Their microfluidic smart textile is a flexible, silicone-based smart fabric that is studded with pneumatic actuators and embedded microfluidic air channels. The pneumatic actuators give the user a sense of touch as it pushes against their skin, emulating the experience of touching an object in the real world. Through this process, a virtually infinite selection of sensations, textures, shapes, sizes and more can be felt just like in real life. A second layer of microchannels can be added for temperature sensitivity as well.

Their gloves are the first example but they are hoping to expand. The microfluidic smart textile lines the exoskeleton of their gloves, applying up to five pounds of resistance to each digit. The resistance allows users to receive feedback from the smart textile which enhances the perception of size, shape and weight. HaptX would like to expand the same exoskeleton technology they use for their gloves to a full body. They also want to expand it to larger areas like arms and legs.

HaptX’s industrial-grade motion tracking ensures that the software knows where and how the user’s body is positioned in space to produce the appropriate haptic sensations. They even created custom hand-tracking technology to meet industry needs since the small size and dexterity of hands makes them difficult to track.

HaptX seems like a dream, not just for users but for developers as well. Imagine being able to design a game where users can feel the weight of the backpack on their shoulders or of a blade of grass between their fingers, well now it’s possible.
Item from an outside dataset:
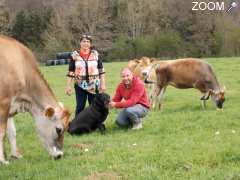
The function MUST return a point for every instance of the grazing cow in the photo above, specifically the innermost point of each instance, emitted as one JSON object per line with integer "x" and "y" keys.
{"x": 140, "y": 67}
{"x": 23, "y": 89}
{"x": 183, "y": 74}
Using their Software Development Kit (SDK), developers can create tech-enabled software that uses their technology.

The HaptX SDK works seamlessly with leading game engines, including Unreal Engine and Unity, making it easy for developers to create VR experiences that leverage the advanced haptic capabilities of the HaptX platform.

HaptX’s technology is thus very useful for gamers and developers, but it also has other uses. After all, VR has been shown to help with rehabilitation, anxiety and even regaining movement in paralyzed digits. The future of games, recovery, and experiences are and will continue to be related to the quality of our VR, so why settle for less? With HaptX, objects in VR can feel as soft, wet, cold, hard or heavy as in the real world.